Thanks for the chance to touch upon the Inside Income Service’s (IRS) interpretation of provisions of the Inflation Discount Act (IRA) that can drive reductions in greenhouse gasoline (GHG) emissions and develop American jobs. Development Power is the nation’s largest affiliation of biofuel producers, representing 96 U.S. vegetation that every yr produce 9.6 billion gallons of low-carbon, renewable gas; 113 companies related to the manufacturing course of; and tens of hundreds of biofuel supporters across the nation.
Our members are dedicated to creating a sturdy sustainable aviation gas (SAF) market in the USA, in line with nationwide local weather targets and commitments. Plenty of our members have already made substantial investments in SAF manufacturing, and the IRA’s Part 40B and 45Z tax credit have the potential to significantly speed up this development.
Scaling up SAF manufacturing will likely be essential to the decarbonization and future financial competitiveness of the U.S. aviation sector. The SAF Grand Problem pledges to succeed in 3 billion gallons of SAF manufacturing per yr by 2030 and 35 billion gallons per yr by 2050. To satisfy these targets, will probably be essential to harness the U.S. ethanol business, which at 17.4 billion gallons per yr accounts for over 80% of biofuels manufacturing capability within the U.S. Ethanol is likely one of the few readily-available feedstocks for SAF manufacturing that may be utilized within the aviation sector if the correct financial circumstances are in place and if the method for certifying SAF for tax credit underneath the IRA is cheap and workable for ethanol-to-jet (ETJ) SAF.

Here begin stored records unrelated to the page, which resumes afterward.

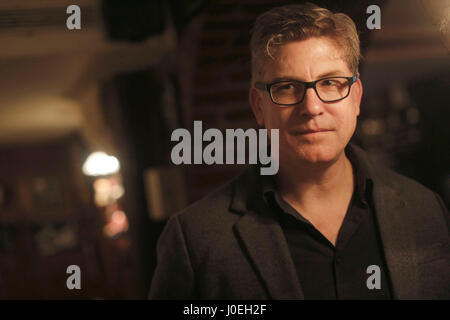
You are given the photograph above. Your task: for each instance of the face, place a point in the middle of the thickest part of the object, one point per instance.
(312, 131)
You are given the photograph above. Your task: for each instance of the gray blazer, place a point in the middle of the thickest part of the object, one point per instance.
(229, 246)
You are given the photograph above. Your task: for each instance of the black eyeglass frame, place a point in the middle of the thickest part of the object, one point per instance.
(310, 84)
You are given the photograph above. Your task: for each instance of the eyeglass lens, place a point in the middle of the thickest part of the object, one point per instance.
(290, 92)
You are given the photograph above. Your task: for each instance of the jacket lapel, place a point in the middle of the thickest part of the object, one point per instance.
(263, 241)
(397, 235)
(398, 242)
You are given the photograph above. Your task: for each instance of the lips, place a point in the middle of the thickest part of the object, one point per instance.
(308, 131)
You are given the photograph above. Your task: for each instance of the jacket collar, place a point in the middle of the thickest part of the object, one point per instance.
(266, 245)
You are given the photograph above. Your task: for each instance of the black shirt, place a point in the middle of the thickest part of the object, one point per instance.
(341, 272)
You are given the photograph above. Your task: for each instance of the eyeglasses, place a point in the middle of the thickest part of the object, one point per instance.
(290, 92)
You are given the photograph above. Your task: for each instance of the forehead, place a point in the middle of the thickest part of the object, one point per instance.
(307, 60)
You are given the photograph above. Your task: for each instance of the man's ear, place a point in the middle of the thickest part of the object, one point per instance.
(256, 103)
(358, 90)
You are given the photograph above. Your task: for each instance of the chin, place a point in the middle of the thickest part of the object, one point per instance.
(316, 153)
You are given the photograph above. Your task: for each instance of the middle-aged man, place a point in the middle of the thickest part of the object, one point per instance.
(331, 224)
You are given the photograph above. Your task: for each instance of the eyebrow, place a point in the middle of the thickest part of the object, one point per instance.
(336, 73)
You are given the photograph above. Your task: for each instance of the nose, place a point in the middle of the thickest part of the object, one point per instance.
(311, 105)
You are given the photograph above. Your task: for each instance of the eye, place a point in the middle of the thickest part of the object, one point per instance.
(287, 86)
(284, 87)
(329, 82)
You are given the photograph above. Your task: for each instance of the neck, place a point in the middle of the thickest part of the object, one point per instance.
(305, 183)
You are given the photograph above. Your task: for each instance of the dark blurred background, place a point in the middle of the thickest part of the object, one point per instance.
(136, 71)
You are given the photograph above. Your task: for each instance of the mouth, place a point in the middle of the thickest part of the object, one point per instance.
(309, 131)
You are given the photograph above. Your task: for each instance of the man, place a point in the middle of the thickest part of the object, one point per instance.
(331, 224)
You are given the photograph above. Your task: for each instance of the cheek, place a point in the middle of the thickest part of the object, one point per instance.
(275, 117)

The core requirement for SAF to be eligible for 40B and 45Z tax credit is that it achieves the required 50% or higher discount in lifecycle greenhouse gasoline (“GHG”) emissions as in comparison with petroleum-based jet gas.1 SAF should even be licensed as assembly the necessities in Part 40B (and corresponding Part 45Z) as a way to be eligible for the tax credit.2 In each the calculation of lifecycle GHG emissions and the certification of SAF, the IRA gives for flexibility — a producer could apply the
methodologies and necessities within the Carbon Offsetting and Discount Scheme for Worldwide Aviation (CORSIA) or “any comparable methodology which satisfies the factors” set out within the RFS underneath the Clear Air Act.3 The Greenhouse Gases, Regulated Emissions, and Power Use in Applied sciences (GREET) mannequin, for instance, is one such “comparable methodology” for calculating lifecycle GHG emissions that satisfies the factors set out within the RFS, as elaborated in our prior letters connected right here for ease of reference.
Equally, the 40B and 45Z SAF certification provision permits for demonstrating compliance both with (1) sure CORSIA eligibility necessities or (2) if utilizing another lifecycle emissions methodology that satisfies the RFS standards (corresponding to GREET), compliance with “necessities much like” these set out in CORSIA.